Discretionary, in turn, is often considered within two buckets: Defense Discretionary (DD) and Non-Defense Discretionary (NDD).
DD is the Department of Defense, plus some anti-terrorism bits and pieces from other agencies like the Dept. of Homeland Security, and generally makes up roughly half of the discretionary budget. There's also the magic slush fund known as "Overseas Contingency Operations," or OCO. OCO is just extra spending to get around budget caps that are in current law; these days it often adds up to roughly 10% additional funding to DD. There's also the black budget, which from what little we know probably works out to an additional 7-10% additional funding on top of OCO.
NDD is 'everything else' - transit, public lands, housing, energy, education, a whole slew of stuff. My work tends to be related to this bucket, but no need to get into further detail on this bucket here. I'll just add that NDD has its own form of OCO in a way: Emergency spending (e.g. funding to assist with things like natural disasters or epidemics). Usually not quite as big as OCO, but can still reach tens of billions of dollars per year.
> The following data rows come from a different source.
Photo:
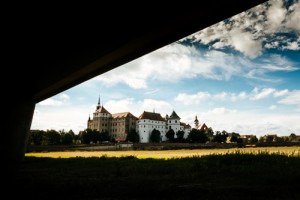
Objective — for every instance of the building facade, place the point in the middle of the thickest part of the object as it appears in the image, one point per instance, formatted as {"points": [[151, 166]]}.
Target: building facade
{"points": [[117, 125], [148, 121]]}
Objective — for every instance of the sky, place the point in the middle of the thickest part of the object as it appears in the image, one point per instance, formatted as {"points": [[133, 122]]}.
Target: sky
{"points": [[240, 75]]}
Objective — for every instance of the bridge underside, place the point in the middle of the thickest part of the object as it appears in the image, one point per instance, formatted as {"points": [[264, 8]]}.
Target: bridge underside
{"points": [[61, 49]]}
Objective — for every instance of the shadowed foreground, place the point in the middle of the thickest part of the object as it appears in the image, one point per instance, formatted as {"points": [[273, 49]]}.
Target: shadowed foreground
{"points": [[230, 176]]}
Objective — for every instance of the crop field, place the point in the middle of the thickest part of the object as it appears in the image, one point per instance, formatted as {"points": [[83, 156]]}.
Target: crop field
{"points": [[167, 154], [245, 173]]}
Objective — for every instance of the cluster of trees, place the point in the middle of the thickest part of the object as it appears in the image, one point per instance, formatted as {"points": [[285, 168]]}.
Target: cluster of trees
{"points": [[53, 137], [275, 138], [88, 136]]}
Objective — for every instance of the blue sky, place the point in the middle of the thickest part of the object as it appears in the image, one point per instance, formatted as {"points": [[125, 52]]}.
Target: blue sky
{"points": [[241, 75]]}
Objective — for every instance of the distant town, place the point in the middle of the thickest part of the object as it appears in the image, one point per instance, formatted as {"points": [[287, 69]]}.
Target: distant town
{"points": [[149, 127]]}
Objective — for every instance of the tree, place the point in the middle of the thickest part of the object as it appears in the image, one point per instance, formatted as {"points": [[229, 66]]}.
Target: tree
{"points": [[180, 136], [220, 137], [278, 139], [133, 136], [253, 139], [210, 133], [197, 135], [67, 139], [52, 137], [292, 137], [155, 136], [86, 136], [105, 137], [36, 137], [170, 135], [269, 138]]}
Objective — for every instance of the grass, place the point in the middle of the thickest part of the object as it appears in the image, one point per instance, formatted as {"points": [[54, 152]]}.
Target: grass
{"points": [[167, 153], [233, 175]]}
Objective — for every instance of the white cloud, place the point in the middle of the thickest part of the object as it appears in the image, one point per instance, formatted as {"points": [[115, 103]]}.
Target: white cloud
{"points": [[273, 107], [293, 18], [258, 94], [61, 117], [188, 99], [292, 45], [255, 94], [136, 107], [248, 122], [219, 111], [275, 16], [280, 93], [173, 63], [264, 93], [292, 98], [250, 31], [245, 43], [57, 100], [158, 105], [178, 62]]}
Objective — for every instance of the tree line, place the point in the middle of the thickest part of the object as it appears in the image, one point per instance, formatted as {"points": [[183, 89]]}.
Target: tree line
{"points": [[88, 136]]}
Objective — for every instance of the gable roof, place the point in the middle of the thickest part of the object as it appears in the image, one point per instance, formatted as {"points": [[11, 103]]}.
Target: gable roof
{"points": [[151, 116], [174, 115], [101, 109], [123, 115], [185, 125], [203, 127]]}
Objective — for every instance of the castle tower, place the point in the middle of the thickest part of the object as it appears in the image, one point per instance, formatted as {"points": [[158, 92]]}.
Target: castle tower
{"points": [[196, 122]]}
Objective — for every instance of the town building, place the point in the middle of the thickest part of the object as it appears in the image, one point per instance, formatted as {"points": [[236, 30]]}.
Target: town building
{"points": [[148, 121], [117, 125]]}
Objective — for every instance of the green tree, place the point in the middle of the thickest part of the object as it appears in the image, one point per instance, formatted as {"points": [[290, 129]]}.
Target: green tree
{"points": [[36, 137], [261, 139], [292, 136], [52, 137], [133, 136], [155, 136], [67, 139], [210, 133], [86, 136], [269, 138], [278, 139], [180, 136], [197, 136], [170, 135], [105, 137], [220, 137], [253, 139]]}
(There are, of course, exceptions in both piles - some defense spending is only nominally related to actual defense, while some some military-related accounts like Veterans Affairs is NDD.)
In fiscal year 2016, mandatory "outlays" (that is, what's actually
spent as opposed to what they merely planned to spend) were roughly 2.5 trillion dollars. Discretionary outlays were roughly 1.2 trillion dollars. Of Discretionary, roughly half was DD (600ish billion, which includes OCO but not the black budget).
[edit: I remembered my OMB charting methods wrong, and changed how I described OCO - it's in there after all, sorry.]
Bottom line, it's very roughly 600-700 billion out of total spending of 3.7 trillion dollars, or a little under 20 percent. At the same time, when Congress sits down and writes their annual omnibus appropriations bill (having failed to pass the individual bills they're supposed to but almost never actually do) about 50 percent goes to Defense. It's a bit Tomato, Tomahto.
All that said, being militaristic can be cultural as much as it is spending buckets of cash. The latest patch got rid of the upkeep bonuses for being militaristic, right?